NIST SP 800-190 references: 3.1.4 (Embedded clear text secrets); 4.1.4 (Dynamic injection).

Recommendations

This section lists strongly recommended best practices. Any deviations from these recommendations may be flagged during app review.

Base image

Minimalist footprint. To reduce the attack surface, use base images that include only the libraries essential to your app's operation.

  • Use distroless or minimal OS base images (for example, Alpine).
  • Images that contain package managers (such as apt or yum) or full OS suites are discouraged.

NIST SP 800-190 reference: 3.1.1 (Image vulnerabilities).

Dependencies

Multi-stage builds. The final production image should be a clean runtime that does not contain the build tools used during development. Multi-stage builds let you use one image for building (with all the heavy compilers and tools) and a separate, clean image for production.

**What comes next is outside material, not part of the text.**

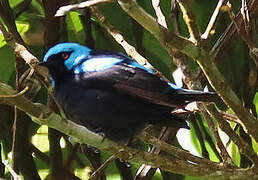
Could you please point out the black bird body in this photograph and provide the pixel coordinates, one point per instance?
(109, 93)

If your app requires a shell or a specific system utility to function, you must provide a documented use case during the app review process.

Approval criteria:

  • Review: Atlassian evaluates the tool's necessity against the requested functionality.
  • Decision: Use cases that can be achieved using native language libraries (for example, axios or fetch instead of curl) are rejected.
  • Exemption: If the tool is a hard dependency for a core binary and no library alternative exists, it may be approved subject to additional static image scanning and hardening verification.

Best practice: Favour static binaries and library-based implementations to ensure your app passes the automated static image scan without requiring manual intervention.

NIST SP 800-190 reference: 2.3.1 (Image creation, testing, and accreditation).